Comment se sont passés vos débuts ?
Très facilement. A peine avais-je quitté l’école que je démarchais les éditeurs de Milan et de Rome. Comme c’était les débuts des fumetti, ces petits formats très populaires qui mélangeaient érotisme et récit de genre, le travail ne manquait pas. On me laissa immédiatement ma chance. Comme à un grand nombre de jeunes dessinateurs autodidactes qui allaient apprendre sur le tas. C’était intense puisque, pour ma part, je devais rendre 120 pages tous les quinze jours. Et, comme les premiers jours je ne faisais rien, il pouvait m’arriver de dessiner jusqu’à 20 pages par jour en période de bouclage. C’était l’école de la vitesse. Beaucoup de mes travaux de l’époque sont assez ratés à cause de ça.

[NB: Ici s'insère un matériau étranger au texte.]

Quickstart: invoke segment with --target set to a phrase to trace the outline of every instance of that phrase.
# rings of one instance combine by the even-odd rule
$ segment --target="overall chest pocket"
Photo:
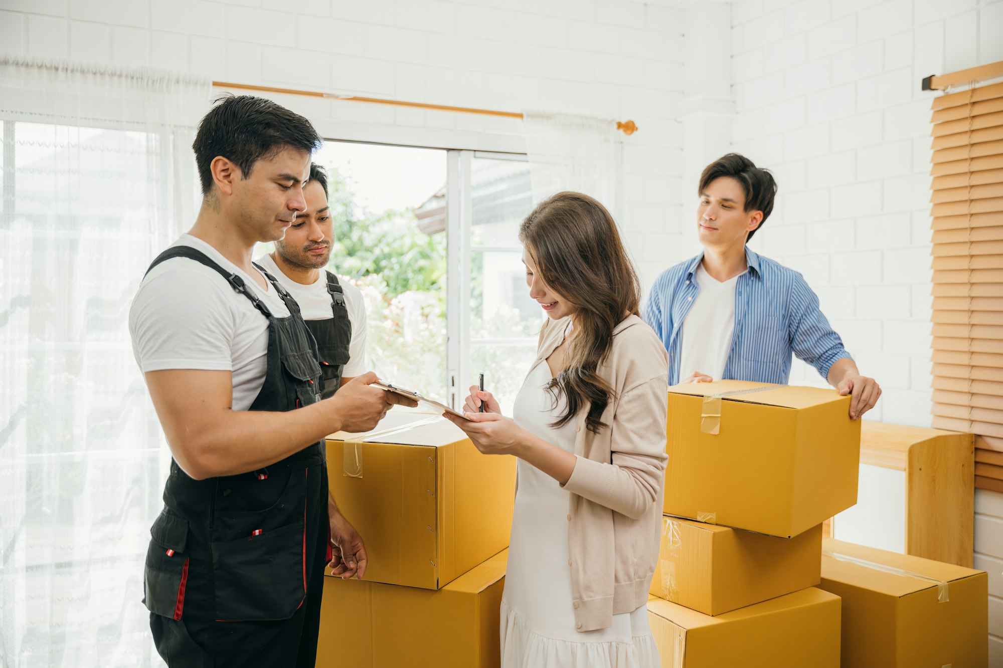
[[[188,520],[163,509],[153,521],[149,536],[142,602],[154,615],[181,619],[189,570]]]
[[[312,352],[301,351],[283,355],[282,368],[292,379],[296,391],[295,408],[309,406],[320,400],[321,370]]]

Quand vous êtes-vous redirigé vers une bande dessinée plus ambitieuse ?
Après ma rencontre avec Hugo Pratt, en 1965 ou 1966. Il a changé ma vision de la BD. Je m’amusais avec l’érotisme et je gagnais ma vie, c’était amplement suffisant. Mais Pratt m’a appris le respect du médium, lui qui était plein d’ambitions et en défendait une vision très haute. Il voulait prouver, dans une époque qui n’y croyait pas, que la bande dessinée était un langage qui devait parler de tout, et surtout parler aux adultes. Il m’a demandé de le rejoindre dans les rédactions où il officiait. J’ai ainsi commencé à travailler pour des quotidiens plus raffinés et évolués. Forest m’a ouvert les yeux, et Pratt m’a inculqué l’ambition.
Quel livre marque votre basculement dans la recherche artistique ?
Un été indien. Avant, j’étais dans l’imitation instinctive, de Mœbius notamment, comme beaucoup de gens de ma génération qui vivaient écrasés sous son ombre. Mais je ne réfléchissais pas au problème du dessin. Sur cet album, j’ai commencé à me poser des questions car Pratt, qui écrivait le scénario, questionnait mon esthétique, m’invitait à sortir de cette imitation pour me forger une identité. Dans une case, il pointait les rehauts que j’empruntais à Mœbius, dans une autre, il dénonçait une influence dispensable. D’autant plus dispensable que parfois la couleur réalisée par la femme de Dino Battaglia induisait au contraire un dessin construit autour de masses d’ombre, et non une lumière sculptée avec des rehauts de hachures et de petits traits. A chaque fois que je me reposais sur ces influences, Pratt m’invitait à trouver d’autres solutions. A mesure que le dessin de l’album avançait, la présence de Mœbius s’effaçait pour quasiment disparaître. Sur les dernières pages, l’ombre de Mœbius s’est évanouie, j’ai réussi la synthèse de mes influences et mon style s’est mis en place.
Le Caravage est votre premier travail biographique. Y a-t-il une ambition artistique particulière ?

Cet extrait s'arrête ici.